Particulate scattering in urban areas, where growth and industrialization are producing more and more aerosols, tends to dominate over other contributions to the extinction coefficient (Charlson 1969). Particulate matter can both scatter and absorb sunlight, leading to visibility reduction. Therefore, investigation of the causes of visibility degradation can provide greater understanding of how to improve air quality in an urban environment.
Size and composition are important parameters in the amount of light attenuated by the particles. Figure 1 shows the major features of particle size mass distribution found in the atmosphere (Chow 1995). The nucleation mode consists of particles with diameter less than 0.08 μm. The accumulation mode consists of particles with diameters between 0.08 and 2 μm. Particles in this range may result from two main processes, including transfer of particles from the nucleation mode by coagulation process and gas condensation. Particles larger than 2 μm are called coarse particles. Improvement of visibility requires knowing what constituents in the atmosphere cause light extinction as well as the origins of constituents. In addition to air pollutants, many meteorological variables may directly (e.g., relative humidity; RH) or indirectly (e.g., temperature, pressure, wind speed, and direction) contribute to light extinction and degrade visual air quality (Lee 1990; Malm et al. 1994; Tsai and Cheng 1997; Deng et al. 2011).

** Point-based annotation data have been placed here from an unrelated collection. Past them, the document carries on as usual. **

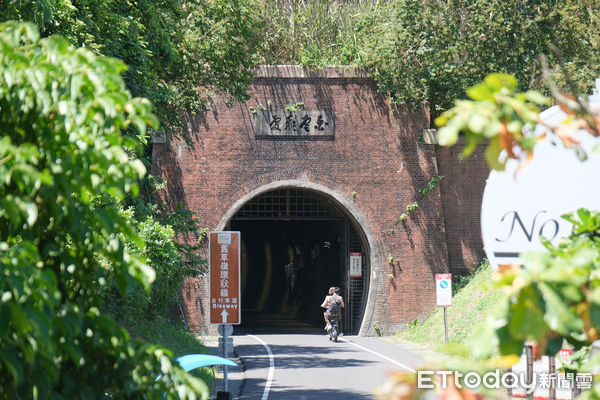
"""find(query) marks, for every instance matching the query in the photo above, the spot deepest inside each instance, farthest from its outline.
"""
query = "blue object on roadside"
(193, 361)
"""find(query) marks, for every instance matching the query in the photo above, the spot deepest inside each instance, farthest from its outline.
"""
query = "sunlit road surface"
(309, 366)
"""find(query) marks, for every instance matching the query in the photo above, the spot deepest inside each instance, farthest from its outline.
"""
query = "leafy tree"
(554, 297)
(430, 50)
(172, 48)
(62, 160)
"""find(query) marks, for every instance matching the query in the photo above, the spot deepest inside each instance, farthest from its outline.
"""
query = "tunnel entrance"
(296, 243)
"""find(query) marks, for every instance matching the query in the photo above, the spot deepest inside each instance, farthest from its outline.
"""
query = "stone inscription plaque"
(271, 123)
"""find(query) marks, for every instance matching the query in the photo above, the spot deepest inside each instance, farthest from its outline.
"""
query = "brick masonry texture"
(375, 154)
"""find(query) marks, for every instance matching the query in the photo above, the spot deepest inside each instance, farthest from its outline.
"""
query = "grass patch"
(470, 305)
(179, 340)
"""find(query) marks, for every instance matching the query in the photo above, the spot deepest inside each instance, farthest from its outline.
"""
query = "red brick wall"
(375, 153)
(462, 191)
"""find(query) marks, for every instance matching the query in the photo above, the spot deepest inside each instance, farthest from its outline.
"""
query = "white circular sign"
(520, 205)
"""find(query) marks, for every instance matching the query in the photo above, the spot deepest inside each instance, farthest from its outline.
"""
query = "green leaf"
(557, 314)
(497, 81)
(527, 321)
(12, 364)
(492, 155)
(536, 97)
(481, 92)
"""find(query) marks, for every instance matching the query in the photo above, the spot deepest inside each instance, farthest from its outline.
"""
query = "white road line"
(379, 355)
(271, 367)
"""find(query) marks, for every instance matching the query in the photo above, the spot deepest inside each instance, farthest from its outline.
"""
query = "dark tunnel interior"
(287, 266)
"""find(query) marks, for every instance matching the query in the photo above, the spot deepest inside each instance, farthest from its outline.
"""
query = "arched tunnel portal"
(295, 244)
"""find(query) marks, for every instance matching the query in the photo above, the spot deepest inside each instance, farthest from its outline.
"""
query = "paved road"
(309, 366)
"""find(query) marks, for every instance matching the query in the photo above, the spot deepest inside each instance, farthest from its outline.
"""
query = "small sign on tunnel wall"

Since 1976, a large number of researches on visibility conducted in the USA, South Korea, Australia, China, and other countries (Larson and Cass 1989; Baik et al. 1996; Chan et al. 1999; Wang et al. 2003, Hong 2003; Kim et al. 2006; Tan et al. 2009a, 2009b) show that pollutants can significantly influence atmospheric visibility and extinction coefficient. For instance, a strong correlation has been found between b sp and the concentrations of the major components of aerosols, including soot, sulfates, nitrates, organics, and rural dusts (e.g., Gras et al. 1991; Gras 1996).

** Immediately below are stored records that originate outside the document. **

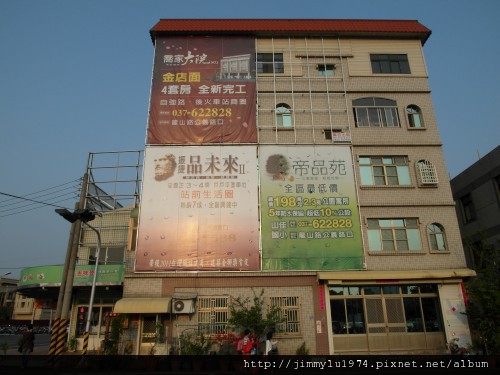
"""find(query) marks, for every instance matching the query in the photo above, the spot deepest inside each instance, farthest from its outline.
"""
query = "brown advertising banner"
(203, 91)
(199, 209)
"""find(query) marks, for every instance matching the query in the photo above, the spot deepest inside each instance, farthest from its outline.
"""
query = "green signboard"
(84, 275)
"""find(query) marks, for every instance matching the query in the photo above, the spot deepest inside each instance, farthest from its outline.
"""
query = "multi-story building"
(476, 192)
(8, 288)
(300, 158)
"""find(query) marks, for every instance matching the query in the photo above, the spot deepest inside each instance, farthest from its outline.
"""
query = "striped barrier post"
(53, 341)
(85, 343)
(57, 342)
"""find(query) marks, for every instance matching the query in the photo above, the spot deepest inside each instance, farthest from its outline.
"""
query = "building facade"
(300, 158)
(476, 192)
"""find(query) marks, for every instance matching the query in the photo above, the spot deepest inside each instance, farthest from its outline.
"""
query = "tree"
(5, 312)
(248, 313)
(483, 308)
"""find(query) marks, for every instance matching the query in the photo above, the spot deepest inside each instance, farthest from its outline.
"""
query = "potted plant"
(4, 347)
(72, 344)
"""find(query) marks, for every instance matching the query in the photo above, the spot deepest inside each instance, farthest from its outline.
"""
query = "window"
(437, 237)
(270, 63)
(326, 69)
(497, 187)
(347, 316)
(407, 308)
(375, 112)
(426, 173)
(393, 235)
(384, 170)
(290, 311)
(390, 64)
(283, 116)
(468, 209)
(414, 114)
(213, 313)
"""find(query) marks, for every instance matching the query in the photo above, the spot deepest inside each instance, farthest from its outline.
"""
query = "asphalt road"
(42, 343)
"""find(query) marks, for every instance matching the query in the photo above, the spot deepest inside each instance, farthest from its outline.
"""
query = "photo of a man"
(165, 167)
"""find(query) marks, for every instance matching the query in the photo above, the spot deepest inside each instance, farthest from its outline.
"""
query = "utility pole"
(58, 335)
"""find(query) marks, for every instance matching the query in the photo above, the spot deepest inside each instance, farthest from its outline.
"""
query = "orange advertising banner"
(203, 91)
(199, 209)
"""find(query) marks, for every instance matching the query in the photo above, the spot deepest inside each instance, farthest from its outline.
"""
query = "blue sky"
(75, 78)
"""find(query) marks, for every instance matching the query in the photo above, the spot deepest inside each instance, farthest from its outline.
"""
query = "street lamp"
(84, 215)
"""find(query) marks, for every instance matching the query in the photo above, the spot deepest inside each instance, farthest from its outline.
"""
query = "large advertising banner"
(310, 217)
(199, 209)
(203, 91)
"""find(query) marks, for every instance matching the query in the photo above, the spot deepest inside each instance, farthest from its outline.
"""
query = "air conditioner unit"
(180, 306)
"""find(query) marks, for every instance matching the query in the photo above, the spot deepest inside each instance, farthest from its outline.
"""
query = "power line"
(13, 199)
(44, 190)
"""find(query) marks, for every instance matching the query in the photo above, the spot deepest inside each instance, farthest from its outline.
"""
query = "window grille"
(213, 313)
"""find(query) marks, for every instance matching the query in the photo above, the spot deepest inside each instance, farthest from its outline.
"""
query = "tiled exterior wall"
(320, 103)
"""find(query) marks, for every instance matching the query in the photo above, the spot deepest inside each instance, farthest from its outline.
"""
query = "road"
(42, 343)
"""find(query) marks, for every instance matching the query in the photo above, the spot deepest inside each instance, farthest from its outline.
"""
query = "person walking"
(27, 345)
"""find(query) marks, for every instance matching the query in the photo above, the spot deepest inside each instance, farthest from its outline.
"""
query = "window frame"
(467, 208)
(212, 314)
(394, 236)
(390, 63)
(437, 235)
(283, 116)
(426, 172)
(326, 70)
(415, 117)
(290, 308)
(373, 112)
(419, 304)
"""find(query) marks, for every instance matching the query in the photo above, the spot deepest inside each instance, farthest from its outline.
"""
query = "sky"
(75, 79)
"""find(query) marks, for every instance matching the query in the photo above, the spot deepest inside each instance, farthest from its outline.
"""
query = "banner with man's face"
(199, 209)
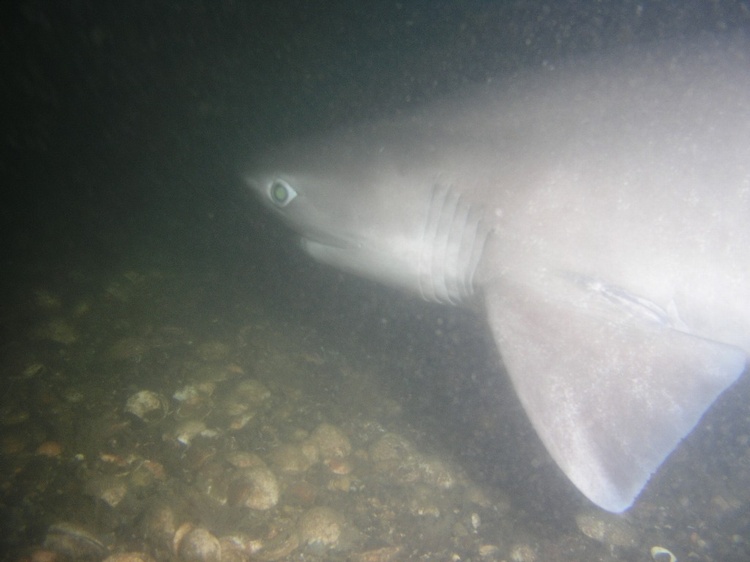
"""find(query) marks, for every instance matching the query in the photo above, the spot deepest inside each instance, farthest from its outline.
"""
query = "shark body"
(601, 216)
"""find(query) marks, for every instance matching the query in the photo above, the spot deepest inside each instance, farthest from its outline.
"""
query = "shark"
(597, 212)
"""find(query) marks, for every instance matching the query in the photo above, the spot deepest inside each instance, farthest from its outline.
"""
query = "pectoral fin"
(610, 389)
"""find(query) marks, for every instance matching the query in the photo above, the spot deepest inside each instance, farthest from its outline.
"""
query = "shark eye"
(281, 193)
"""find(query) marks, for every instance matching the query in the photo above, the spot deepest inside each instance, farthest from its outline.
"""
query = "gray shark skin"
(600, 214)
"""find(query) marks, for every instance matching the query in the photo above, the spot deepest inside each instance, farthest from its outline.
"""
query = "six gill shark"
(601, 216)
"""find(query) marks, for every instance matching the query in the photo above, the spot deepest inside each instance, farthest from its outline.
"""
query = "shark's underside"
(601, 214)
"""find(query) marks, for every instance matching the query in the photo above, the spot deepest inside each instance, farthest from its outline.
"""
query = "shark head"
(602, 214)
(377, 213)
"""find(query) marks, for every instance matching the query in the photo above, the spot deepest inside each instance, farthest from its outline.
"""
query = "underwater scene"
(183, 381)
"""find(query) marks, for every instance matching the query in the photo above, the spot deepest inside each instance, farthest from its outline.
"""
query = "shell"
(147, 405)
(199, 545)
(321, 527)
(255, 487)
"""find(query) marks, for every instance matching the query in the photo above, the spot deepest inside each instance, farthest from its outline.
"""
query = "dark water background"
(125, 127)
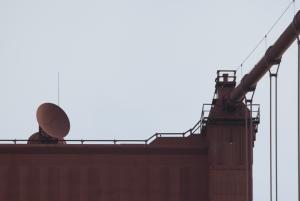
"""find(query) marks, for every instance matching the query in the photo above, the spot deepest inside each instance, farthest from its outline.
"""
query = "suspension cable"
(267, 33)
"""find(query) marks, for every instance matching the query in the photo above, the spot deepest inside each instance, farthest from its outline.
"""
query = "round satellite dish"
(53, 120)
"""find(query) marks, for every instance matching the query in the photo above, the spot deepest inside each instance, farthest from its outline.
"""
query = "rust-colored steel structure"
(210, 162)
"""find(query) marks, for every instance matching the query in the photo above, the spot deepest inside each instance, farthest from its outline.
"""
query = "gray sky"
(132, 68)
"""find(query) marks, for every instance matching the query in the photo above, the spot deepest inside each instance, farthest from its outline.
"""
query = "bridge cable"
(298, 44)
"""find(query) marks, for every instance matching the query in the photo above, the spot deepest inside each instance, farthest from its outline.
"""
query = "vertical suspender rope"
(298, 43)
(276, 130)
(271, 172)
(246, 151)
(275, 75)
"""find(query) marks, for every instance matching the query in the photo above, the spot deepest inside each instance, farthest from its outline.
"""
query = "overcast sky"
(130, 68)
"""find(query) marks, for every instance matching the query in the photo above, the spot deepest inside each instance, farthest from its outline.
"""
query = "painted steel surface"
(175, 171)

This paper describes the diurnal and seasonal variation of the extinction coefficient over urban areas of Tehran during the 2007–2009 period. This study excludes data recorded during precipitation, nocturnal inversion, and humidity above 90 %. Tehran, like many other large cities, experiences air pollution problems. This highly industrialized and densely populated city lies in a basin with the Alborz Mountains in the north and the Kavir Desert in the southeast. Heavy traffic, motor vehicle exhaust, and a series of other environmental problems are also common in Tehran. Poor air quality in Tehran has become one of the major environmental concerns affecting the general public. Studying visibility trends for 50 years in Tehran shows an overall downward trend with a pronounced reduction in metropolitan areas of the city (Sabetghadam et al. 2012).
The second purpose of this paper is to examine the quantitative relationship between the atmospheric extinction coefficient and meteorological variables as well as air pollutant concentrations in order to investigate the role of different types of pollutants contributing to the overall extinction budget in an urban environment.
Data and methodology
The data we used in this study are weather data from the Tehran-Mehrabad airport synoptic weather station and air pollutant concentrations from the Tehran-Azadi air quality station. The distance between the two stations is about 500 m and both are located in a polluted and populated part of the city. These data are combined to investigate the extinction budget equation.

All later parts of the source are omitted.